BeppoSAX was launched on April 30 1996 by an Atlas-Centaur directly into a 600 km, 96 min orbit at inclination. The satellite will thus nearly avoid the South Atlantic Anomaly and take full advantage of the screening effect of the Earth's magnetic field in reducing the cosmic ray induced background, an aspect particularly relevant for high energy instruments (HPGSPC and PDS).
The satellite is operated directly from the Operation Control Center (OCC) in Rome, through a bidirectional (command transmission and telemetry data collection) Intelsat link between the OCC and the Telemetry and Telecommand (TT&C) station located on the equator at the Italian base near Malindi (Kenya). The satellite passes over the TT&C station every orbit for a contact period of 10 minutes. During each pass the Ground Station performs the following activities: telecommand up-linking; mass memory downloading; spacecraft doppler and ranging; spacecraft time sinchronization.

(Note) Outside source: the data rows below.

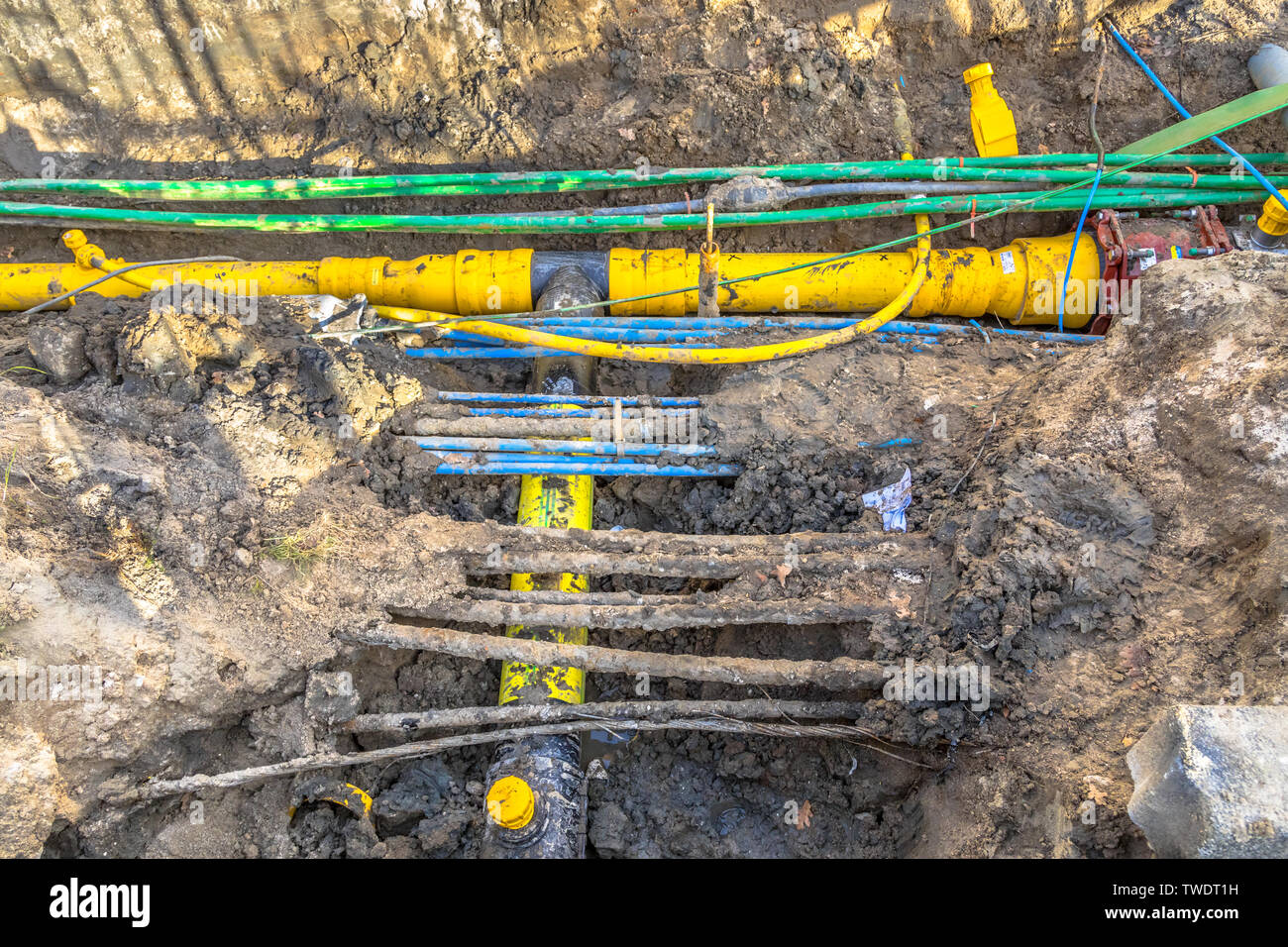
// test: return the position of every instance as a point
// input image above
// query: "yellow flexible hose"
(679, 356)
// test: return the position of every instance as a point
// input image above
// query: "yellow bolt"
(991, 120)
(1274, 218)
(510, 802)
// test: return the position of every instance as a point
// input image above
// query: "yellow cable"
(678, 356)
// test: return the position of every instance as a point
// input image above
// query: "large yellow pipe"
(1017, 282)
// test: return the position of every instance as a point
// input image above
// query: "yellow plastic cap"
(510, 802)
(1274, 218)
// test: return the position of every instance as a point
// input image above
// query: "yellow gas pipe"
(1017, 282)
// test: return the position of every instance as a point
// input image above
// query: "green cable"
(562, 182)
(1127, 198)
(877, 248)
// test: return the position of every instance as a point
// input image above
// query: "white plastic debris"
(892, 502)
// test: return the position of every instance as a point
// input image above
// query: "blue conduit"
(1158, 82)
(516, 445)
(532, 464)
(734, 322)
(892, 442)
(922, 333)
(588, 399)
(475, 411)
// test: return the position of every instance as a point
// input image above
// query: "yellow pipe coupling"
(1017, 282)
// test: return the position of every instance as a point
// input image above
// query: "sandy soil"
(1111, 545)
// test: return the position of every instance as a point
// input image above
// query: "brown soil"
(1112, 544)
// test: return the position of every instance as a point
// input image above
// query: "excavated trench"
(214, 502)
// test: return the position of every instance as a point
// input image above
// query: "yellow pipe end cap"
(1274, 218)
(510, 802)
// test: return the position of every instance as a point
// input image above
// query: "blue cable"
(1260, 178)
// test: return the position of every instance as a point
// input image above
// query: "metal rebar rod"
(160, 789)
(502, 562)
(664, 617)
(606, 711)
(837, 674)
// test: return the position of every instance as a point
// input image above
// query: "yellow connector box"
(991, 120)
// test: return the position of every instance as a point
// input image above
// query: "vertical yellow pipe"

The OCC is the core of the satellite operational management with the following activities: telecommand generation and validation, orbit and attitude determination; short-term telemetry archiving; health monitoring of satellite and its sub-systems.
As part of the OCC, the Scientific Operation Center (SOC) will deal specifically with scientific operations: monitoring of payload parameters; quick-look analysis of scientific data in real time, aimed in particular to bright X-ray transients discovery and Target of Opportunity (TOO) alert; short and long term scheduling.
The Scientific Data Center (SDC) is located in Rome, at the same site as the OCC. Along with the Mission Scientist it is the main interface of the scientific community to the BeppoSAX project. Its main tasks are: collection and archiving of the proposals from the scientific community (Sect. 5.2); production of the list of observations from the approved proposals to be processed by the OCC for schedule generation; archiving of telemetry on optical disks; production and distribution of data (FOT= Final Observing Tape) to the observers; off-line analysis of quick look data for TOO follow up program's assessment; integration, development and maintainance of scientific software and calibrations along with the Institutes of the BeppoSAX Consortium; distribution of calibration data, software and general information about the mission; support to guest observers for data analysis and proposal preparation; set up of the results data base.
The Mission Scientist overviews all the scientific activities of the program, and in tight contact with the other scientific components, takes care in particular of: schedule of observations and TOO; calibrations of instruments; issue of Announcement of Opportunities and the technical description of the mission (Piro et al. 1995).